When you open a Spark context, either explicitly or by launching the Spark shell, Spark starts a web UI with details of how the current task and past tasks have executed. Let's see this in action for the example mutual information program we wrote in the last section. To prevent the context from shutting down when the program completes, you can insert a call to readLine
as the last line of the main
method (after the call to takeOrdered
). This expects input from the user, and will therefore pause program execution until you press enter.
To access the UI, point your browser to 127.0.0.1:4040
. If you have other instances of the Spark shell running, the port may be 4041
, or 4042
and so on.
The first page of the UI tells us that our application contains three jobs. A job occurs as the result of an action. There are, indeed, three actions in our application: the first two are called within the wordFractionInFiles
function:
val nMessages = messages.count()
The last job results from the call to takeOrdered
, which forces the execution of the entire pipeline of RDD transformations that calculate the mutual information.

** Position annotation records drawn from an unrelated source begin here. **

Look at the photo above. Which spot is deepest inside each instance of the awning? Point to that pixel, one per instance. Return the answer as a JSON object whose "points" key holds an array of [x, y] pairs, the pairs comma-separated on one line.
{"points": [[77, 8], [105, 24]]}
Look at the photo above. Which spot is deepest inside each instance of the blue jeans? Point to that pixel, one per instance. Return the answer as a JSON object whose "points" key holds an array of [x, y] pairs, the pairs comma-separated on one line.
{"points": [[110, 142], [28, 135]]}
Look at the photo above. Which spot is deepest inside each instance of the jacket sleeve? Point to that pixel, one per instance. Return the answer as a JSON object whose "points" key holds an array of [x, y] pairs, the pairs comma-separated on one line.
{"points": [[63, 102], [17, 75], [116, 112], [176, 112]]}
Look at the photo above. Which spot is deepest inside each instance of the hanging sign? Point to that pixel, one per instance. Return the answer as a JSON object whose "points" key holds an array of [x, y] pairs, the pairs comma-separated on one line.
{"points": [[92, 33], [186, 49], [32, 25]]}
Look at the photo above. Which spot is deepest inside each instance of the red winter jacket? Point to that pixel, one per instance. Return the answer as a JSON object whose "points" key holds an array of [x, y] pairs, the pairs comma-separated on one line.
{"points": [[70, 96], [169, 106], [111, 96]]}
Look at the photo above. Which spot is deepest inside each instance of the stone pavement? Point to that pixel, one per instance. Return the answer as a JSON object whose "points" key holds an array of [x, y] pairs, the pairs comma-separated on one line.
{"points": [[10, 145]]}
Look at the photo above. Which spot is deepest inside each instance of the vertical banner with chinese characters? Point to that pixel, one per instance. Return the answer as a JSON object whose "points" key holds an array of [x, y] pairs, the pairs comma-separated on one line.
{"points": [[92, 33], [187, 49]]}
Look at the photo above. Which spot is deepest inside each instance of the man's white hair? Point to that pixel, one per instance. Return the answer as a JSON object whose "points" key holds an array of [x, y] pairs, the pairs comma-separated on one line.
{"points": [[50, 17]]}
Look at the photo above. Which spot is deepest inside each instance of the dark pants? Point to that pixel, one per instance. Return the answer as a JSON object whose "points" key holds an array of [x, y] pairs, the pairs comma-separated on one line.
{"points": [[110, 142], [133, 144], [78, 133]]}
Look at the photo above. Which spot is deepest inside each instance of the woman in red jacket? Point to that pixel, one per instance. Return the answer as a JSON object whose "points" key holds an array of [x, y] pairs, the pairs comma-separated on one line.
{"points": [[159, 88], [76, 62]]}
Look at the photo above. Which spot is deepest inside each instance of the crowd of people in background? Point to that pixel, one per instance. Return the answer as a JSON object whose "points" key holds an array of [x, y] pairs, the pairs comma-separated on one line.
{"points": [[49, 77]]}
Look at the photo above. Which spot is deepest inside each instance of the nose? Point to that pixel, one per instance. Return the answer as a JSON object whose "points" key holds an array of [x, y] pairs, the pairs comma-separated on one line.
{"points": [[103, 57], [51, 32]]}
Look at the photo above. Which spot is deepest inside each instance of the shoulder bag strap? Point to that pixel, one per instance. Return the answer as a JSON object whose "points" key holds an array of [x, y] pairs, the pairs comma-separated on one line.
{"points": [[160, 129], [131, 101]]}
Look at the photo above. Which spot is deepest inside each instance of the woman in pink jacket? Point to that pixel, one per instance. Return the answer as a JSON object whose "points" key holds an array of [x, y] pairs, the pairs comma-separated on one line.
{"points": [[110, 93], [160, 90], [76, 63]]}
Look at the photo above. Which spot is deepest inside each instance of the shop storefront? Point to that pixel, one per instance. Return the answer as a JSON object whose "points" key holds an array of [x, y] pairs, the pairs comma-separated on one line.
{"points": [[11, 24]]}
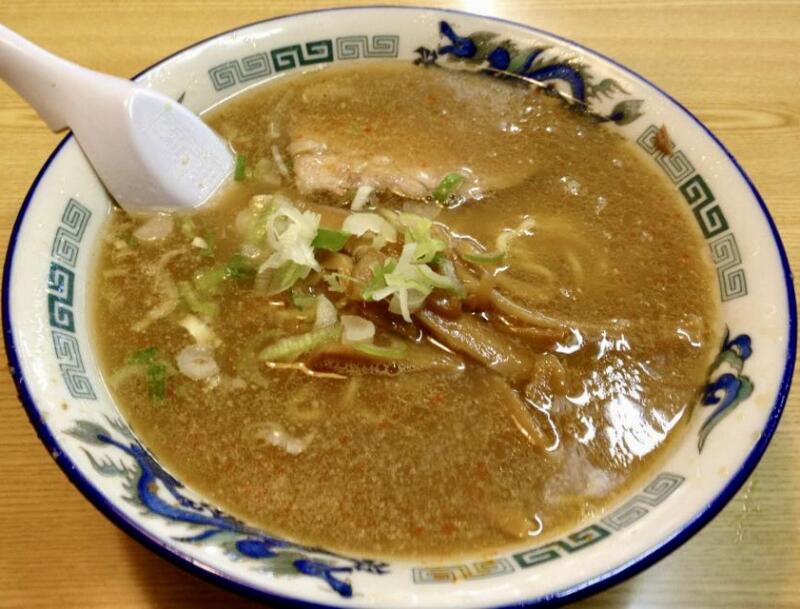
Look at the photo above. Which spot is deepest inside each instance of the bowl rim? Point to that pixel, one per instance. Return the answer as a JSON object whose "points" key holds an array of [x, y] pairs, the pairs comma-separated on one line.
{"points": [[558, 597]]}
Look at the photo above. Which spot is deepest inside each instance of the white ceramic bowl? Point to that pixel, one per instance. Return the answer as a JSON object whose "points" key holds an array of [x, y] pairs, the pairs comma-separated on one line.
{"points": [[46, 325]]}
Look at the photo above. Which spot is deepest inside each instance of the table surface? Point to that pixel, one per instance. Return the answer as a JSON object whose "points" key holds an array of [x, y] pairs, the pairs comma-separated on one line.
{"points": [[734, 64]]}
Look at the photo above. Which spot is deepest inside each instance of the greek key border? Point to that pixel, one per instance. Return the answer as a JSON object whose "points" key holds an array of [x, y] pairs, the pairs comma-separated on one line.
{"points": [[288, 57], [61, 297], [650, 497], [707, 212]]}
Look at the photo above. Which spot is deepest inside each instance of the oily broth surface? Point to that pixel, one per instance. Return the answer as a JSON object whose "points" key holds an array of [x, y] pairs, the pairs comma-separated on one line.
{"points": [[431, 464]]}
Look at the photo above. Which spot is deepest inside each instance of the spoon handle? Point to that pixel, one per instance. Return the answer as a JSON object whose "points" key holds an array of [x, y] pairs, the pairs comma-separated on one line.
{"points": [[51, 85]]}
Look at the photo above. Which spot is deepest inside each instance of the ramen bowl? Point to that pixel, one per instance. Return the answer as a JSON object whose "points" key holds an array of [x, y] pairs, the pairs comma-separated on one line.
{"points": [[55, 366]]}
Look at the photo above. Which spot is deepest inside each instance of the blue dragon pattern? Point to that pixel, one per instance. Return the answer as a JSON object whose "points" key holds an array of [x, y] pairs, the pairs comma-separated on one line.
{"points": [[143, 478]]}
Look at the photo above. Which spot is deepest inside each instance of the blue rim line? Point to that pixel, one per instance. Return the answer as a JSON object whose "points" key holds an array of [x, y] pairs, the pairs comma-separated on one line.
{"points": [[573, 593]]}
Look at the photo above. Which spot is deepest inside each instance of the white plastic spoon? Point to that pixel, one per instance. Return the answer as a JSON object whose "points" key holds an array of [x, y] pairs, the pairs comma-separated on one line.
{"points": [[149, 151]]}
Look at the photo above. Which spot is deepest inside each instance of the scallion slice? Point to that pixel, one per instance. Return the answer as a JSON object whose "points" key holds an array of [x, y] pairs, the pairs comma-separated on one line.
{"points": [[330, 240]]}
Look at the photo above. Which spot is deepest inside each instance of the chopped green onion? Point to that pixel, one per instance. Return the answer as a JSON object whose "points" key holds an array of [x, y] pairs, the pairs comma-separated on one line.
{"points": [[156, 372], [210, 239], [156, 381], [378, 280], [239, 267], [290, 348], [127, 238], [447, 186], [196, 303], [210, 280], [143, 356], [417, 229], [302, 301], [396, 352], [240, 170], [188, 228], [330, 240], [485, 257]]}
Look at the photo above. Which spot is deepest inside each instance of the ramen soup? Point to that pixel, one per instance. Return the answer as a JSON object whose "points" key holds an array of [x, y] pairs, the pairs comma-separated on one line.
{"points": [[435, 313]]}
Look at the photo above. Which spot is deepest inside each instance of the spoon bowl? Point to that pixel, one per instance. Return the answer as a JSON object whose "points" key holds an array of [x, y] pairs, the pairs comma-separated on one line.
{"points": [[149, 151]]}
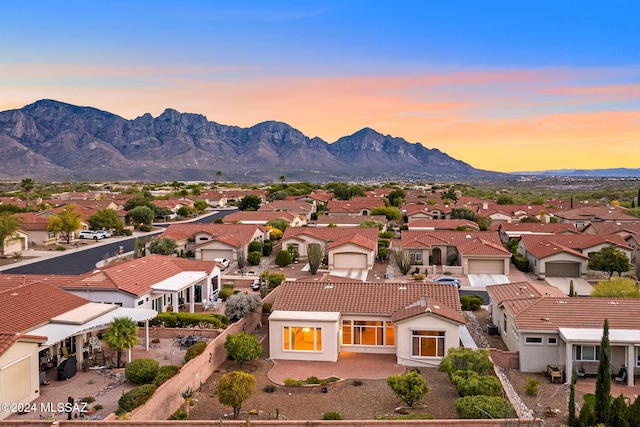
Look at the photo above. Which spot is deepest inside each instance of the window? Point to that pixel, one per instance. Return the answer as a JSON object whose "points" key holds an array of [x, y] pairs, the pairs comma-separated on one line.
{"points": [[368, 332], [587, 352], [296, 338], [427, 343]]}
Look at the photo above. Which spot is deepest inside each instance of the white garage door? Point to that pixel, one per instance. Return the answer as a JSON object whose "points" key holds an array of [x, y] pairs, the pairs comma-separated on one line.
{"points": [[486, 266], [211, 254], [562, 269], [350, 260]]}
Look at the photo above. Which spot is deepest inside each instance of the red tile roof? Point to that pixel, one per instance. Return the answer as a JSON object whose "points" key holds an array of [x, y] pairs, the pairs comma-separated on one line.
{"points": [[26, 307], [537, 307], [366, 298]]}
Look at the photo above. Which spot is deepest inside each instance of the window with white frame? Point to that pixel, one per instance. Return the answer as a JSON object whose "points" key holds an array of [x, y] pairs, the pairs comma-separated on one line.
{"points": [[587, 352], [427, 343], [299, 338], [368, 332]]}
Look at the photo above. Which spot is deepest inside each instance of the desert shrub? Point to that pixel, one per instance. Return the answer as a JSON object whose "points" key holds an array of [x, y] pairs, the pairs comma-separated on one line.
{"points": [[165, 373], [283, 258], [471, 302], [269, 388], [531, 387], [331, 416], [470, 383], [134, 398], [253, 258], [267, 247], [483, 407], [255, 246], [464, 359], [142, 371], [184, 320], [195, 350]]}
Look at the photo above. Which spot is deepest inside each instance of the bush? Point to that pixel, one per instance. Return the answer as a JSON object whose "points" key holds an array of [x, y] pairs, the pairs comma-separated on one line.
{"points": [[134, 398], [195, 350], [469, 383], [531, 387], [471, 302], [267, 247], [165, 373], [255, 246], [254, 258], [142, 371], [331, 416], [283, 258], [483, 407]]}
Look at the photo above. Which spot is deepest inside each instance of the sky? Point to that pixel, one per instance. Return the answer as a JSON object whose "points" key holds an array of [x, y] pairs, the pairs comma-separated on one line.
{"points": [[502, 85]]}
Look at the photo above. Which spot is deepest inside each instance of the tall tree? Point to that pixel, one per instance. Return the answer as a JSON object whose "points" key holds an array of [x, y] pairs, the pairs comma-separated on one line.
{"points": [[9, 225], [27, 185], [234, 388], [609, 260], [122, 334], [603, 379], [66, 222]]}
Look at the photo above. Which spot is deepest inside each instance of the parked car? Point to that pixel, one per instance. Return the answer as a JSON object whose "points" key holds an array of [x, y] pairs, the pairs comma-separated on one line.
{"points": [[89, 234], [448, 280], [223, 261], [103, 233]]}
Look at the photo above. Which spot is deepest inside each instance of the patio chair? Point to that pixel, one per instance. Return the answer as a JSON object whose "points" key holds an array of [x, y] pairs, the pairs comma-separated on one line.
{"points": [[95, 344]]}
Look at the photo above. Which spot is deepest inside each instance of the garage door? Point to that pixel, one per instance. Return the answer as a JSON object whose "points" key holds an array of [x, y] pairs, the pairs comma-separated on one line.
{"points": [[486, 266], [211, 254], [562, 269], [350, 260]]}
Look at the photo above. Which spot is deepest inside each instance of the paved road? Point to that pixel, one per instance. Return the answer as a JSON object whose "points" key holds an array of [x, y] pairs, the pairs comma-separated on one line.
{"points": [[82, 261]]}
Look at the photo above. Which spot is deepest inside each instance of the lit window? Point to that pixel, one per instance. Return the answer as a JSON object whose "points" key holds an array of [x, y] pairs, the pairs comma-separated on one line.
{"points": [[302, 339], [427, 343]]}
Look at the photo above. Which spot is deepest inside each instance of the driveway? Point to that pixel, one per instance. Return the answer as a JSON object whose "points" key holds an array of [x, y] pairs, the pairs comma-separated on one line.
{"points": [[480, 281], [581, 286]]}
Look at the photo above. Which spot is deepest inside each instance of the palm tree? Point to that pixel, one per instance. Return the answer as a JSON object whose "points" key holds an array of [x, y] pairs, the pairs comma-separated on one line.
{"points": [[122, 334], [27, 185]]}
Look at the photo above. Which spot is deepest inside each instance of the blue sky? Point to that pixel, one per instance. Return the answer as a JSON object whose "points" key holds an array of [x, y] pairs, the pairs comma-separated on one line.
{"points": [[473, 79]]}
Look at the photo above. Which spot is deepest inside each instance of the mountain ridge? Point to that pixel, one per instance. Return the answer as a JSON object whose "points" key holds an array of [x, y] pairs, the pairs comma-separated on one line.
{"points": [[53, 140]]}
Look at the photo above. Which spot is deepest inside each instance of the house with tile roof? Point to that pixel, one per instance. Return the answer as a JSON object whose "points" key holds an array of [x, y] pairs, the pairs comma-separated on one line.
{"points": [[41, 324], [546, 327], [479, 252], [418, 322], [210, 241], [346, 248], [566, 255], [154, 282]]}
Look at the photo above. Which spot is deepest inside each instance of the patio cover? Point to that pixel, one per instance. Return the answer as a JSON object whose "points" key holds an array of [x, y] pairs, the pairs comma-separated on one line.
{"points": [[56, 332], [180, 281]]}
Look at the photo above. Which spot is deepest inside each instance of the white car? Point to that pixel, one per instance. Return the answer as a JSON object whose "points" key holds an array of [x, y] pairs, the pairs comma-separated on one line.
{"points": [[89, 234], [223, 261]]}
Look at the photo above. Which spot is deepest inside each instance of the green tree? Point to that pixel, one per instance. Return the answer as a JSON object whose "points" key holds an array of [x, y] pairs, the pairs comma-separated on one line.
{"points": [[617, 287], [105, 219], [163, 246], [242, 347], [66, 222], [27, 185], [315, 255], [603, 379], [250, 202], [410, 389], [609, 260], [234, 388], [141, 215], [122, 334], [9, 226]]}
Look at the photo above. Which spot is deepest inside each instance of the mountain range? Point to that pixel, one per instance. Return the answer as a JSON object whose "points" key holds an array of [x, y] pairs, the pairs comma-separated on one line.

The web UI lets us delve deeper into each job. Click on the takeOrdered
job in the job table. You will get taken to a page that describes the job in more detail:
Of particular interest is the DAG visualization entry. This is a graph of the execution plan to fulfill the action, and provides a glimpse of the inner workings of Spark.
When you define a job by calling an action on an RDD, Spark looks at the RDD's lineage and constructs a graph mapping the dependencies: each RDD in the lineage is represented by a node, with directed edges going from this RDD's parent to itself. This type of graph is called a directed
acyclic graph (DAG), and is a data structure useful for dependency resolution. Let's explore the DAG for the takeOrdered
job in our program using the web UI. The graph is quite complex, and it is therefore easy to get lost, so here is a simplified reproduction that only lists the RDDs bound to variable names in the program.
As you can see, at the bottom of the graph, we have the mutualInformation
RDD. This is the RDD that we need to construct for our action. This RDD depends on the intermediate elements in the sum, igFragment1
, igFragment2
, and so on. We can work our way back through the list of dependencies until we reach the other end of the graph: RDDs that do not depend on other RDDs, only on external sources.
Once the graph is built, the Spark engines formulates a plan to execute the job. The plan starts with the RDDs that only have external dependencies (such as RDDs built by loading files from disk or fetching from a database) or RDDs that already have cached data. Each arrow along the graph is translated to a set of tasks, with each task applying a transformation to a partition of the data.
Tasks are grouped into stages. A stage consists of a set of tasks that can all be performed without needing an intermediate shuffle.